Since most of the data coming in was input by humans, and humans are naturally stupid, there is also a lot of useless fluff to sort through. If I wanted to find out more on “fucking” I don’t want to know about “assholes”. But, it’s highly probably millions of users typed “Tom Cruise is a fucking asshole” into search and a programmer would have to be clever to filter this out. Add in the problem that most people were also typing “Tom Cruise is fucking gay” and now you’ve got a lot of data that links “Tom Cruise” to “gay” and “fucking” and “assholes”. While a human could look at that data and say “Yea, makes sense” a computer doesn’t KNOW what a Tom Cruise is or why he’s so fucking gay. So how does someone make a computer understand this concept?
Turns out making a computer understand is impossible. Humans had to evolve over several millenia for our computer processor-like brains to recognize patterns and interpret them into something, a.k.a. understanding. A simple game like human versus computer Tic Tac Toe isn’t coded by thinking like a human could, but instead uses calculations of victories and goes backward each move in order to make its current move. A beginner programmer could use some rules like “If player puts an X into square one, have computer put an O in square 5.” And for millions more lines of code, could put a rule in for each possible move a player and computer could make. However, to make a computer play like a human, you have to code the game to think like a computer. Make sense? A computer can calculate millions of possible moves using data available so much faster than a human could.

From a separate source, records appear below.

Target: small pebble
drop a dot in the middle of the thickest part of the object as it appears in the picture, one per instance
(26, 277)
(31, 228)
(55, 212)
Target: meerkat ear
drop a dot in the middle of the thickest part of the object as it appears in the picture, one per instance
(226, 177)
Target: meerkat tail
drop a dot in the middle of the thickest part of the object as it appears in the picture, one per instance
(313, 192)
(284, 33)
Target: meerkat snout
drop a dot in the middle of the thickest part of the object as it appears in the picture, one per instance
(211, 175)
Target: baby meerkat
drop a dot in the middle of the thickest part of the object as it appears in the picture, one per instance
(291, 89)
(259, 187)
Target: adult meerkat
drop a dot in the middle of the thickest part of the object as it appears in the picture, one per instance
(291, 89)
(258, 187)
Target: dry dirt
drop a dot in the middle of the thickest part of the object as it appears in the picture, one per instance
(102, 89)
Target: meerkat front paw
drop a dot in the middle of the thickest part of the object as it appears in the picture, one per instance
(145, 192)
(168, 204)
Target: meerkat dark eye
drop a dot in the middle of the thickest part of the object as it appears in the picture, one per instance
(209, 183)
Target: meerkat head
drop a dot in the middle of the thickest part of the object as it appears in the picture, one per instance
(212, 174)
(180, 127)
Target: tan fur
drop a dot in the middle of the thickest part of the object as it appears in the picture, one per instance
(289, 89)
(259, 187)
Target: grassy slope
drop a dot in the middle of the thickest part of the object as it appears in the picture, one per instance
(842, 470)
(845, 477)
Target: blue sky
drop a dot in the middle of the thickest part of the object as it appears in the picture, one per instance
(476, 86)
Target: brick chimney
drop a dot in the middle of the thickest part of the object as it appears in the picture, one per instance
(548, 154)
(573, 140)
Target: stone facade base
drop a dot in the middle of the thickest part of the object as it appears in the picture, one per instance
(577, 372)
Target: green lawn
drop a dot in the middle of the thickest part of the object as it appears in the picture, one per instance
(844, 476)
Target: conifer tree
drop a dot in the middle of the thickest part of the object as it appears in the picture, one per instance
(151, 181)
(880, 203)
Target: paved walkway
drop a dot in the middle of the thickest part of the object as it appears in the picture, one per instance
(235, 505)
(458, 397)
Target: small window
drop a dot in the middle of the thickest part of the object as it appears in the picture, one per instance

Using this, it’s a better idea to realize that Tic Tac Toe only has so many possible outcomes that result in a victory for a computer. Far less than the millions of rules you would have to write. A developer code then code a “loop” that would force the program to calculate these victory conditions and recognize those patterns, interpret them, correlate them with the current state of the board, and what amounts to cheating really, chooses the next move based on the pattern that leads to victory. Oh, and don’t forget to program the game to know that victory is the result it wants in the end. Summing up, correlating and rules lead to interpreting patterns, resulting in what humans might just confuse for understanding. Add in another math algorithm, such as phonetics of speech, and you can match annunciation with actual words that exist. So, now if George Bush goes to a Google and types in “how do I find the nucular weapons in Iraq” the search engine recognizes that most of those things are actual words, but nucular isn’t one. “‘Nu-cu-lar’ could be ‘new-queler’, but those aren’t words either. How about ‘nuke-ular’? No, those aren’t words. How about ‘nuke-clear’? Now we’re getting warmer. I know! The word should be ‘nuclear’, an actual fucking word.” Of course, it does this practically faster than you could type the word out, especially when nucular has been matched with nuclear a million times over, that Google can simply ignore the idiots who spell it as nucular. Much like they can match Cat with the term Kitten.
My laundry may never be done by computers, because computers will never develop reasoning. If I’m going to have a computerized robot mucking about my house working with electrical equipment, or maybe even being the electrical equipment, it could very well kill me at some point. Not like Terminator tried to kill Sarah Connor, but like accidentally setting the house on fire while I’m sleeping. Much like the ability to understand things, humans have evolved a device in our brain to quickly calculate, and discriminate between right and wrong. Sadly, not every human is born with this ability, but a good majority of us know that setting houses on fire while their owner is sleeping is a bad thing. As a programmer of artificial intelligence, I would need to make sure my laundrybot would know to stop starting fires. But, again, how do I make that happen? I can’t just put code in that says “If fire starting is a likely result of doing this laundry, don’t do the laundry”. Well, I could. But that would mean instead of writing millions of lines of code giving the program the ability to win at Tic Tac Toe, I’m now writing a million billion million lines of code to decipher conditions in which fires wouldn’t be started by doing this load of laundry.
Fortunately, I’m a dreamer. And I want to one day make a program I could put in a computer so it will do menial tasks for me. In fact, forget laundry. I’m going to make a program that writes entertaining blogs, because, well, I’m not sure I figured out how to do that, yet. :)